Post-moderns cry foul. On one hand, I can see their point. That is, from the post-war tendency to put things above people. It's nothing new.
"Let the kids have a little basketball park to play and recreate."
"No! It will make our beautiful neighborhood look bad!"
"But we should let them have a place to go and do things so that maybe they will stay out of trouble."
"Screw'em! I love my home values!"
So this isn't anything new. We put far more value on things than people, unless there's a natural disaster or tragic event that suddenly injects that God perspective on us about people being, you know, valuable. So in one case, I can see that people wouldn't want a huge cross in a nearby yard.

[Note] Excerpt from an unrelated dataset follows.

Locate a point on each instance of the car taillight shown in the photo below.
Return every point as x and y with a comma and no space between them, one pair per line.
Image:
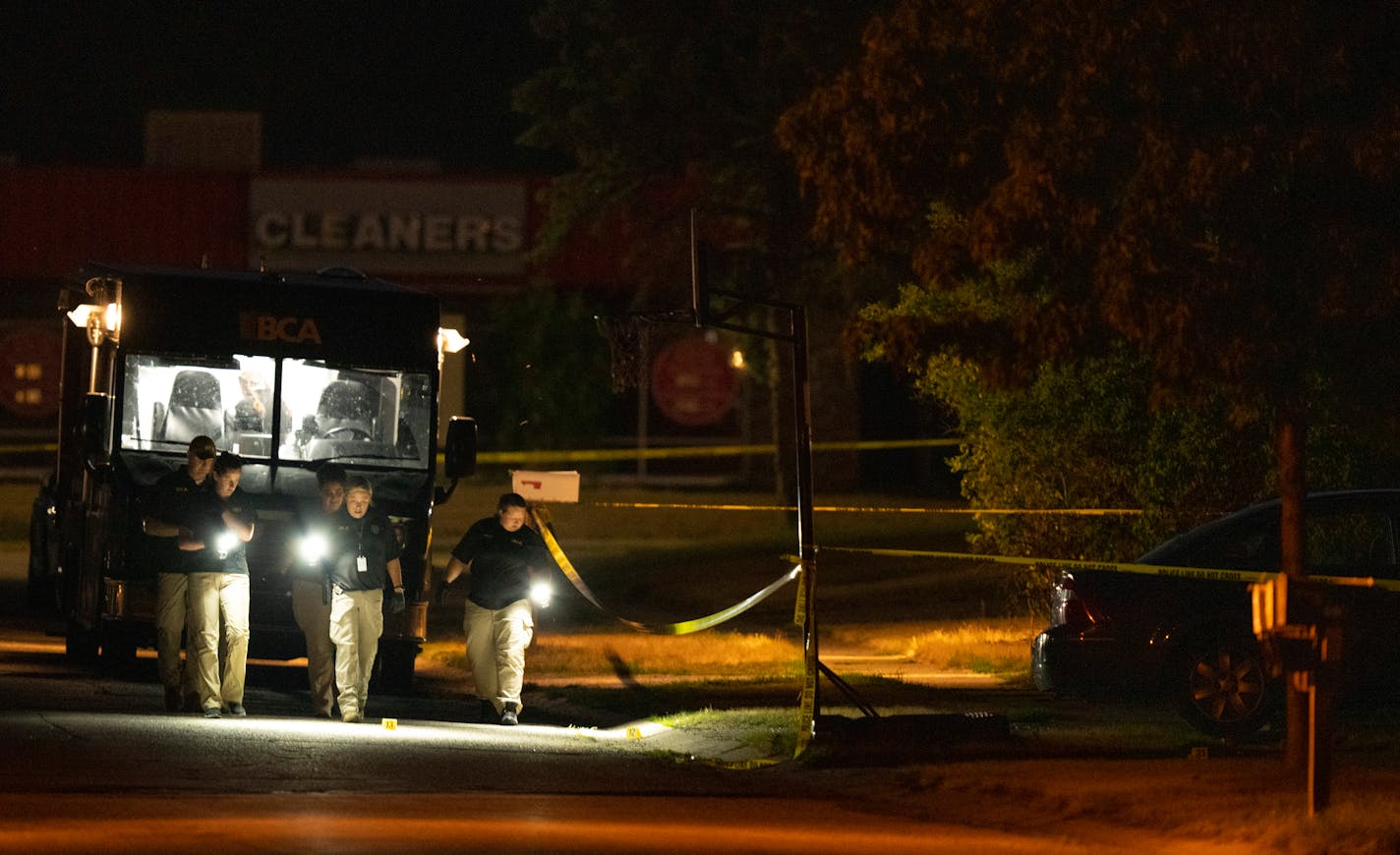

Though the fellow bellyaching that it looks like there's a church on the street is telling.
But as usual, what gets me is the combox responses. It's not just because of the superiority of property over people that many jump on. It's the 'religion is evil and stupid' meme that they advance. My favorite was from a young lady who says the parable of the Good Samaritan proves Jesus is a racist, so she's glad he's dead. I suppose that means if she thinks a person is a racist, she hopes that person dies. But far more stupid is the fact that the parable of the Good Samaritan has always been pointed to as an example of Jesus smacking at the prejudice and bigotry of his day. That a Good Samaritan would be an oxymoron in Jewish circles is exactly the point of his parable of just what is someones neighbor. And so blinded is she by her faith in faithlessness, she misses it by a mile.
Again, anyone still laboring under the delusion that to reject religion is to be intellectually superior must have been on an island out of contact with people who have rejected religion.